Guest post by Lauren Burke
It goes without saying that the top food for health is green, leafy vegetables. These should be on everyone’s menu everyday, at least once a day and should accompany meals where possible.
It is because of this that I haven’t included green leafy vegetables on this list, because everyone knows exactly how great they are and should be eating them without even thinking about it! Every. Single. Day.
The problem for most people is the other 95% of the food they eat. Grabbing quick ‘on the go’ foods set you up for disaster, because – let’s face it – nothing good can come from a quick, sugary, nutritionally-void, processed slab (some people call this ‘food’, I definitely do not!)
So here are my top 5 foods that I personally try to eat every day, or as regularly as possible. I love them because they are nutrient dense, fill my body with vitamins and minerals and as such protect it from viruses and illnesses, give me loads of energy and are very tasty!
Note: please by certified organic wherever possible.
• QUINOA: often misrepresented as a grain, quinoa is in fact a seed. It cooks like rice, but in half the time (really, this is every busy mum’s best friend!) and has a distinct ‘nutty’ flavour and crunchy texture.
The real benefits of quinoa come from its nutritional profile: rich in protein (it contains the full spectrum of amino acids, and is therefore a complete protein), complex carbohydrates, fibre, folate, magnesium (essential for a healthy heart) and bone building copper and calcium.
Quinoa can be eaten in savoury meals; such is in soups or salads, or sweet as an alternative to porridge oats or rice as a pudding.
• CHIA SEEDS: bursting with protein, omega-3 fatty acids, vitamin C, iron and calcium – chia seeds are natures super food! Chia seeds have a very mild taste, and can therefore be added to just about any meal to boost its nutritional content.
Sprinkle over salads, stir in yogurt or add to smoothies – there is no way that chia cannot be enjoyed!
Another great benefit of chia is that when added to liquid it swells to create a gel-like consistency, which helps to keep you feeling full! Add one tablespoon of chia to your water to create an ultra-hydrating and filling drink to power your day!
• COCONUT: Having been avoided by fat fearing dieters for years, new research is showing that good fats are essential for great skin and hair, reducing joint inflammation, supporting cell function and turning your body into a fat-burning machine!
That’s right: eating good quality fats actually burn fat!
Good fats like avocado, nuts, seeds, olives and olive oil are fundamental to a healthy diet, and joining them in this praise is coconut! Coconut can be enjoyed a number of ways: young coconut water can be drunk straight from the source, or if you cannot quite master this, from a bottle. (Note: always check ingredients, if it is anything other than 100% coconut water, do not drink it!)
This is really nature’s energy drink: brimming with potassium, calcium, magnesium and electrolytes to power you through your day!

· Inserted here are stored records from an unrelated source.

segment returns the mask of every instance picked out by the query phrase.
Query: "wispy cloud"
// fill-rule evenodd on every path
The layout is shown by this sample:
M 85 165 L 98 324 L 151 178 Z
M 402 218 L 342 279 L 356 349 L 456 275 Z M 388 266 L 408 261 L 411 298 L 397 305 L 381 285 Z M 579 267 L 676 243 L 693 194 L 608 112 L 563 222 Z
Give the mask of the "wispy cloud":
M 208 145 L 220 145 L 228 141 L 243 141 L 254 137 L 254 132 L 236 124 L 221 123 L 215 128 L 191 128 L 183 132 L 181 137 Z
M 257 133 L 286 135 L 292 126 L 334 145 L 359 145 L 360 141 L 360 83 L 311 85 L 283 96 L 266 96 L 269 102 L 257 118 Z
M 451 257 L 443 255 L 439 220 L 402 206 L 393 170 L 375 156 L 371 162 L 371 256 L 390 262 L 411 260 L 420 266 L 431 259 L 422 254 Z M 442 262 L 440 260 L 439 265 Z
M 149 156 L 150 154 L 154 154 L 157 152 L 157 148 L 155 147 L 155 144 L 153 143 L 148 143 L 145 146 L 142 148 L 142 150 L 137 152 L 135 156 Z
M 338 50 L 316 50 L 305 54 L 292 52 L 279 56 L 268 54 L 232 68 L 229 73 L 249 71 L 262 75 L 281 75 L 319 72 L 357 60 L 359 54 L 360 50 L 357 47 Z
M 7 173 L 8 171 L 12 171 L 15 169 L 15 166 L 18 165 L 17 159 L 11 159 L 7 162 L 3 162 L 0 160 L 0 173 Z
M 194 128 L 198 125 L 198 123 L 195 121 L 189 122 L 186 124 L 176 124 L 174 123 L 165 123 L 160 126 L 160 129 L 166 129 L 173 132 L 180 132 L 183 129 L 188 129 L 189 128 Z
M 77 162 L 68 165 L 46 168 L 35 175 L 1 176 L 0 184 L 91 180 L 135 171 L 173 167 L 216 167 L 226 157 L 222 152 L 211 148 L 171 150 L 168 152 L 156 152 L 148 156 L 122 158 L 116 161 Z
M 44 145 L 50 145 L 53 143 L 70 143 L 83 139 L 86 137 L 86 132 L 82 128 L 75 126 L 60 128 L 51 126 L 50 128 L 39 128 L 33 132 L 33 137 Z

Cooking with coconut oil is another great way to enjoy coconut: it is stable at high temperatures (such as cooking over a hot flame) and does not break down and become rancid (turning the good fats into bad fats) – it is also anti-bacterial, anti-inflammatory, relieves joint pain, and boosts your metabolism!
• BLUEBERRIES: low in calories and high in nutrients, blueberries are a great snack or addition to meals any time of day!
Loaded with antioxidants, vitamin A, vitamin C, and zinc, blueberries are a tasty, low-sugar way to satisfy your sweet tooth! The vitamins and minerals present in blueberries have also been shown to decrease belly fat, fight cancer cells by mopping up free radicals in the body and boost your immunity!
Throw them into smoothies, stir through yogurt, add to salads for a sweet bite or just eat them by the handful to reap the benefits!
• WILD SALMON: proteins are the building blocks of all cells in our body, and it is important that we consume enough protein to give us energy throughout the day and help to build lean muscle mass. That being said, the source of protein is very important in determining its functioning within the body.
Having, say, processed luncheon meats, hot dogs or fatty cuts of red meat while containing protein will not be utilised by the body in the same way that a clean protein source will, as the digestive system has to fight through the (bad) fats and processed sugars to get to the good stuff.
Wild Salmon is a rich source of protein and omega-3 fatty acids, which, we have discussed, is essential for a body to be functioning at its optimum level.
Eating grilled, steamed or baked salmon 2-3 times a week is a great way to give your body the clean, muscle building protein it needs, and keeps your joints lubricated and skin glowing!
Note: avoid farmed salmon where possible, due to the presence of toxins in the fish.
Which foods do you include regularly in your diet?
Do they help or hinder your health goals?
Adding foods like leafy greens, quinoa, chia seeds, coconut, blueberries and wild salmon may seem scary at first, but your body and your mind with thank you! Ultimately, the choice to be healthy or not is entirely in your control!